This just boggles my mind. Every religion has its sins, whether it is birth control or pork. I don’t want this to turn into a pile on, but in the effort to understand your POV better, I have to ask about the idea that a person who has devoted more time in study of his profession should have more leeway on expressing his religious beliefs at work.
Would it matter to you if the clerk at the Target happened to be, say a former Muslim religious scholar, who studied Islamic law for a matter of years, and is working nights at the Target so he can earn the money to start up a new mosque in town or something? I ask because I’m just not following what training has to do with any of this at all.
I used to live by a gas station where the night shift guy was a Christian fundie. He refused to sell me Maxim magazine. The other people in line probably thought I was trying to buy Barely Legal.
but it makes me want to experiment to see where the boundaries are.
Okay, they don’t want to handle bacon, and I assume the same for ham and pork chops and such.
But what about a can of pork and beans? You know, the ones with that tiny chunk of pork fat included?
What about frozen pizzas? Do they check the ingredient list to be sure it doesn’t have sausage on it?
Do they triple check your package of hotdogs? Some are all beef, some are chicken or turkey, but a heck of a lot of them include at least some pork.
How about a nice box of lard?
Or tortillas – many of them have lard among the ingredients, so ditto for frozen buriots and such.
Also, I question the whole ‘work around’ of having the customer scan and drop the offensive substance into the bag. If the prohibition is on selling pig products, then to me the essence of ‘selling’ is accepting money for the goods.
Actually, we passed that point when 19 of them decided to become pilots.
Note that these folks are nutters, I’ve known several muslims who had no problems handling pork products. They’d even eat a meal containing pork, while carefully setting the pork portions aside so they didn’t consume them.
It’s like the whacko fundies in Iraq threatening to kill people for selling ice, since it wasn’t available in Mohammad’s time, and thus forbidden, while forgetting that the AK-47 they’re carrying didn’t exist then, either. (Matter of fact, gunpowder wasn’t even around at that point, so they can’t even claim that the weapon is just a descendant of something that was around in his time.)
And what about me? My religion abhors the handling of … um… Cheetos. Can we make a “No Cheetos” line for me to work at? And my friend Billy over there, he can’t handle tampons.

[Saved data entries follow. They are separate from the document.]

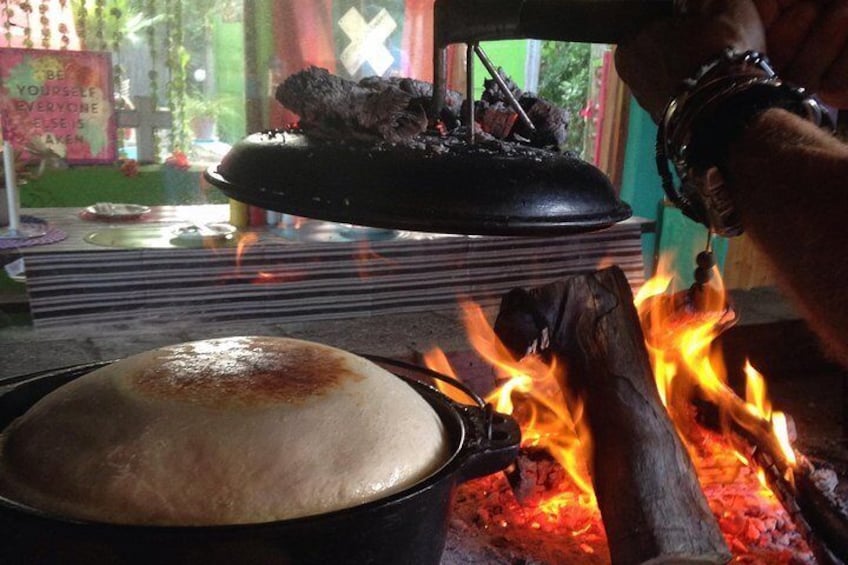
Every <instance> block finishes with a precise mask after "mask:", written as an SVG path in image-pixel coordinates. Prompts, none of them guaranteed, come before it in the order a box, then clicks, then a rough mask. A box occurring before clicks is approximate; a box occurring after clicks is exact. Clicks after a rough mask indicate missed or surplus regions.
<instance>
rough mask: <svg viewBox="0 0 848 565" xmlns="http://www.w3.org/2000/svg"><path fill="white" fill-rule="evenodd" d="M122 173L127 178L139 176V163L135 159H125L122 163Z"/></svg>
mask: <svg viewBox="0 0 848 565" xmlns="http://www.w3.org/2000/svg"><path fill="white" fill-rule="evenodd" d="M121 172H122V173H123V174H124V176H125V177H134V176H137V175H138V161H136V160H135V159H125V160H124V161H123V162H121Z"/></svg>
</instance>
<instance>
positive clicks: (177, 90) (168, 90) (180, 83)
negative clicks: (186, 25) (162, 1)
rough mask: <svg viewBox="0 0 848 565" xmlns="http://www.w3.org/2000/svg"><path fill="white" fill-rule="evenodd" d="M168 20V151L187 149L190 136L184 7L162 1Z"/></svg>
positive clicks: (173, 1) (175, 0)
mask: <svg viewBox="0 0 848 565" xmlns="http://www.w3.org/2000/svg"><path fill="white" fill-rule="evenodd" d="M165 5H166V11H167V13H169V14H170V18H168V20H167V22H168V23H167V26H166V27H167V37H166V46H167V49H168V58H167V67H168V75H169V76H168V108H169V109H170V110H171V116H172V120H173V125H172V127H171V150H172V151H178V150H182V151H185V150H187V149H188V142H189V134H188V130H189V128H188V125H187V120H186V113H185V103H186V68H187V67H188V61H189V55H188V52H187V51H186V49H185V47H184V46H183V3H182V0H165Z"/></svg>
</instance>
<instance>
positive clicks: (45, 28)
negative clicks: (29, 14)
mask: <svg viewBox="0 0 848 565" xmlns="http://www.w3.org/2000/svg"><path fill="white" fill-rule="evenodd" d="M49 13H50V3H49V2H48V0H41V3H40V4H39V5H38V14H39V18H38V23H40V24H41V46H42V47H43V48H45V49H49V48H50V17H49V16H48V14H49Z"/></svg>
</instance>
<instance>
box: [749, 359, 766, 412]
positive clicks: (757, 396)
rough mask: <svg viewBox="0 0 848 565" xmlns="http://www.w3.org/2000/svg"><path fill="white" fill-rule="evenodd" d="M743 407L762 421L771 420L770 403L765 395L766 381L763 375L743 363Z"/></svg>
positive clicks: (765, 390) (760, 373)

Apparently, his religion thinks tampons are “unclean.” Well, shyea! I guess I can see their point. So, a “No Tampon” line, too.
I suppose you have ancient scripture that you believe to be Divine Revelation, and a tradition of theological scholarship to back up those prohibitions? :dubious:
It depends on how far the employer is willing to go! My assumption would be that if the manager accomodated the Muslim cashier, and then got a bunch of different requests from other employees, they would then decide it all wasn’t worth their trouble. What would probably happen then is that they would reverse the decision and end up not accomodating any of the requests, including the one from the Muslim.

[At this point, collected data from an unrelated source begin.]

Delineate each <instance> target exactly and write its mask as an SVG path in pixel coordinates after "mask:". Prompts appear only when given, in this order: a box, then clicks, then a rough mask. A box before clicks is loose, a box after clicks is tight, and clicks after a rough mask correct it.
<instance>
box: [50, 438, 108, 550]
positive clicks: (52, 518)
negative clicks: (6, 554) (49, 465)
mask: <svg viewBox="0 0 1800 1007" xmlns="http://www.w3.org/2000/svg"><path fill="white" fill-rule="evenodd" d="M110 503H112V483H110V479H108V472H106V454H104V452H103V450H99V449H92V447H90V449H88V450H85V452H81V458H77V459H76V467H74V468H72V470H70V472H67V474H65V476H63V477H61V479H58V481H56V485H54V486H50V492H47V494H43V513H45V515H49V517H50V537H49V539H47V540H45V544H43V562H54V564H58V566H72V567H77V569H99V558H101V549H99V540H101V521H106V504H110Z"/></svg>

That was kind of the point of my post…it’s not about saying “we should” have an aisle for this or that, but more that the supermarket has the right to run the store according to what will work best for them. If it works out to their advantage to have a “No-Pork” aisle, then they will have one. If it doesn’t, then they won’t. And I would consider it the same for the other scenarios you mention.

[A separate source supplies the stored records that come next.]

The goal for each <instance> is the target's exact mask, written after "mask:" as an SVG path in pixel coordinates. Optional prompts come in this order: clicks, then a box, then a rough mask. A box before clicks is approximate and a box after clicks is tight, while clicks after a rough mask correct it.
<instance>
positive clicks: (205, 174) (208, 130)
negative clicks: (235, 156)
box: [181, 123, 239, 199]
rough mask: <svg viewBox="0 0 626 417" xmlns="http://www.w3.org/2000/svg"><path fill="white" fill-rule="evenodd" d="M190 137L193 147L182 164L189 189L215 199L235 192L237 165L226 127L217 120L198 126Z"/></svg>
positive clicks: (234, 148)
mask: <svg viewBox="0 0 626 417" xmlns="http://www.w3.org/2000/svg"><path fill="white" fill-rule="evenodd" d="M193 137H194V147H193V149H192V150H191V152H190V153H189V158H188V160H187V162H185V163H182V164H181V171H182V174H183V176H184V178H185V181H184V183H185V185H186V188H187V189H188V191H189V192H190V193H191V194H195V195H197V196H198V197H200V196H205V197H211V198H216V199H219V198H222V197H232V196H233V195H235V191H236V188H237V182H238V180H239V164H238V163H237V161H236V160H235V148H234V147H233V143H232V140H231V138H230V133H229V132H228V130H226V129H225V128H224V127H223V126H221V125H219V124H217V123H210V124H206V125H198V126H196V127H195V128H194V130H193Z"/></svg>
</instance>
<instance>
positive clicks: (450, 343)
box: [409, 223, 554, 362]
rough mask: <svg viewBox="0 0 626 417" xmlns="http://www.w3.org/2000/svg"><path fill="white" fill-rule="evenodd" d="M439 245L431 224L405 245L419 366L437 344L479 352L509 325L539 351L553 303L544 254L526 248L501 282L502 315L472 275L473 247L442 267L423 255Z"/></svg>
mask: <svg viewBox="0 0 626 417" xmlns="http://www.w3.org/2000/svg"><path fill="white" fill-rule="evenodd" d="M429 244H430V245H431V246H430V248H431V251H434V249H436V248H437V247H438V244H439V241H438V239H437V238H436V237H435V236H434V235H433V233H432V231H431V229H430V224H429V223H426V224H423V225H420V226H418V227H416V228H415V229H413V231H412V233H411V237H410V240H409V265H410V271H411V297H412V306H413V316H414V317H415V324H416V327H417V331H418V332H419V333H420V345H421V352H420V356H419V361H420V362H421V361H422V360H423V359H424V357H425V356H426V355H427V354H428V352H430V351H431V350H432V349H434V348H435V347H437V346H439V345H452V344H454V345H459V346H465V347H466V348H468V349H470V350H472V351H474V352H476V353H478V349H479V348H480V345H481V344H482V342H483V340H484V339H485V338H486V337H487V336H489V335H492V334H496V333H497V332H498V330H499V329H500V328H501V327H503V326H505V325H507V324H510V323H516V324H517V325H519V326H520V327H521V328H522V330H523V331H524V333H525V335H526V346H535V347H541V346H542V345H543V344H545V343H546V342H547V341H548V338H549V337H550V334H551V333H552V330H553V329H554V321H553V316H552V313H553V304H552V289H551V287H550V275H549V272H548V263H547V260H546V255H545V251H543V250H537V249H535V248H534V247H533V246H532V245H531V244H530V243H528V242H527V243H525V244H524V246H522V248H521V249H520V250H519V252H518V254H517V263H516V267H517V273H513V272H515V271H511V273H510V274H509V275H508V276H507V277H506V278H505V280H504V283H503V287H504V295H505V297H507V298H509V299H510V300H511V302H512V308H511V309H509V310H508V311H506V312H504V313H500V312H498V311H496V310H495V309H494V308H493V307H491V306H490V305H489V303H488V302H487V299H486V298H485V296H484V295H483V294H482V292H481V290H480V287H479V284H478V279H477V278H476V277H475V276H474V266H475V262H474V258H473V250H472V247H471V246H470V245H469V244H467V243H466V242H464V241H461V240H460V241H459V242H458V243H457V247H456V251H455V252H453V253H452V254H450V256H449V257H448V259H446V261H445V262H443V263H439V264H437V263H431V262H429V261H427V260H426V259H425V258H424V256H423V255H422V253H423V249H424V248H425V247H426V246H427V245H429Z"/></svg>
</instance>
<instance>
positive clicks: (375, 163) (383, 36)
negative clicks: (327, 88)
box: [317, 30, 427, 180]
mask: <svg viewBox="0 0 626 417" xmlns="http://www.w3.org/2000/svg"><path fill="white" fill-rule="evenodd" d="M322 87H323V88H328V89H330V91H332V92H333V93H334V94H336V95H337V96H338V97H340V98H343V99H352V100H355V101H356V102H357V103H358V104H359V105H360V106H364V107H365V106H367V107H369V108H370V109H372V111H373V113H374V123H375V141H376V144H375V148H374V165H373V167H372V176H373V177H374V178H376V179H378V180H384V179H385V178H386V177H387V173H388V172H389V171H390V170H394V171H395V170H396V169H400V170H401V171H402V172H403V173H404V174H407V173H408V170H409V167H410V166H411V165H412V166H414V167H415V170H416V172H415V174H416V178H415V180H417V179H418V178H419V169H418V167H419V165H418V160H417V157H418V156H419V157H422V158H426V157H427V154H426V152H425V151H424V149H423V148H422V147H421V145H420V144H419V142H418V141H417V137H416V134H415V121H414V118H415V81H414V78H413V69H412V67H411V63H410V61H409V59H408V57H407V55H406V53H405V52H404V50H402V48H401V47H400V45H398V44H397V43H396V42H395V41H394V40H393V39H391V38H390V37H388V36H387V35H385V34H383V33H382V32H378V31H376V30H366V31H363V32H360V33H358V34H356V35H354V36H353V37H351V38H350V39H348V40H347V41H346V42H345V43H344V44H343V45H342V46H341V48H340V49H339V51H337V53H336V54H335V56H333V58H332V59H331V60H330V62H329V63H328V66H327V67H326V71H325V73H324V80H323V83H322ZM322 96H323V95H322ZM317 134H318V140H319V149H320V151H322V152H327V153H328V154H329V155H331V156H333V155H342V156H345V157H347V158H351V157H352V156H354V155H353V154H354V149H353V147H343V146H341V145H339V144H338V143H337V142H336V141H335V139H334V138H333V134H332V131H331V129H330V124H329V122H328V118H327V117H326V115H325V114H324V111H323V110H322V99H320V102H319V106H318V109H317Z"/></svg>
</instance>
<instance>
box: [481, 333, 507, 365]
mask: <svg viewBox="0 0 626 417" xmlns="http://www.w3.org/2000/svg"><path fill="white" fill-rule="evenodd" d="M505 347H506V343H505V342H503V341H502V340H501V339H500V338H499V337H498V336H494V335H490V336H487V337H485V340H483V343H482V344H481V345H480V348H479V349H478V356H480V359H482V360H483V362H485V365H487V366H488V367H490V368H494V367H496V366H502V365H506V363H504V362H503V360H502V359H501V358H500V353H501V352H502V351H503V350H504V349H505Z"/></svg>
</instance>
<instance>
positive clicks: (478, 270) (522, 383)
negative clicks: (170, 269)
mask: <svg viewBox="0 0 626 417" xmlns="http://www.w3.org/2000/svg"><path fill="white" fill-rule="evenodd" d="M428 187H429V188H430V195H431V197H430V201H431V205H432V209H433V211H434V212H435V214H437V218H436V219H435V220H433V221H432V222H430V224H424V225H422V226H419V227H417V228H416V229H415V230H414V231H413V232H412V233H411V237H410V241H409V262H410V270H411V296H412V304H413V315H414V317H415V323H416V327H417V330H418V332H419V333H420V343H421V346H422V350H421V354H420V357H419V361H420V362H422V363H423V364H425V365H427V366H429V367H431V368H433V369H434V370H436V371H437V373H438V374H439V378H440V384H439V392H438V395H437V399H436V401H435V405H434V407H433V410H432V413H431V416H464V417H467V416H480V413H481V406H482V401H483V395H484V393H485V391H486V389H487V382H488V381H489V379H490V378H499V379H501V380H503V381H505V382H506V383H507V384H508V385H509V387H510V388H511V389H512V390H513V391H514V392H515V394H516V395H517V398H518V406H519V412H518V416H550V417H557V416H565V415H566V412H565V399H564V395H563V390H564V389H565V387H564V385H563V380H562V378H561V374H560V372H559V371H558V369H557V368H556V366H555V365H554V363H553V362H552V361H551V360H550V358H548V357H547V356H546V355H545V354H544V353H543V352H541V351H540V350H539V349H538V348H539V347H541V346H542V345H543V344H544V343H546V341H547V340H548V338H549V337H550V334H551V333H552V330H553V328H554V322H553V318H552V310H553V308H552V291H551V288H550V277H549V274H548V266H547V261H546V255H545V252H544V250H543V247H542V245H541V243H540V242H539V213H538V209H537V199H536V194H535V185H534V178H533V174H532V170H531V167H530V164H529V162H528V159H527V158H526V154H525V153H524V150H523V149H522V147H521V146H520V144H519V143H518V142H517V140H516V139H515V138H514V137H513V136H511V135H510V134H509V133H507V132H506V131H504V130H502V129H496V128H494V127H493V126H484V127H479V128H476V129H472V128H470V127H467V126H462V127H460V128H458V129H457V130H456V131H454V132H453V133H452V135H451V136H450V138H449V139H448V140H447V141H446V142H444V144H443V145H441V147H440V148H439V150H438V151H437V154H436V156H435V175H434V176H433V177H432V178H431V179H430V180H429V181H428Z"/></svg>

See my previous post. My point is that it depends solely, in my mind, on what the employee can work out with the employer. If you can convince the supermarket manager that you need a “No Cheetos” line, then more power to you.
My point being that I am neither supermarket cashier or manager, so it’s really not up to me to decide what is reasonable in this kind of circumstance. As a customer, I might be annoyed by having special aisles, and that may have an effect on the manager’s decision, but other than that, it’s really just a deal between the two of them.
It makes me want to fill a cart with groceries, load them on the conveyor belt, pass the bacon through first and if the clerk refuses to ring it up, walk away and leave him to restock it all.
Repeat as necessery until the store manager restocks his balls.
Not evil, just a way of pointing out potential hypocrisy. Problem is, it never works. It’s like that list of prohibitions from a selective reading of Leviticus that gets emailed around as a response to Christian fundies’ selective reading of the Old Testament. No wearing poly/cotton blends, no eating shellfish, no haircuts, and so on.
Enabling others to sin is generally counted as a sin by Christians (wide, sweeping generalization, but there you go.) Nonetheless, these two cases are relatively similar, and it seems like the solution of transferring the transaction to someone else is an entirely workable solution, especially for the Muslim cashiers. Why make a fuss when none is necessary?
There are pharmacies that won’t sell the morning-after pill. Why can’t a pharmacist who doesn’t want to dispense them work there? That sounds easier than trying to make a conflict at your own workplace.
Look, I know that just because something is ancient doesn’t automatically lend it credibility. I struggle with the concept of Divine Revelation myself. But it’s insulting and facile to just dismiss scripture and consign all people who believe in it to idiocy. It’s beneath an intelligent atheist to use such spurious logic.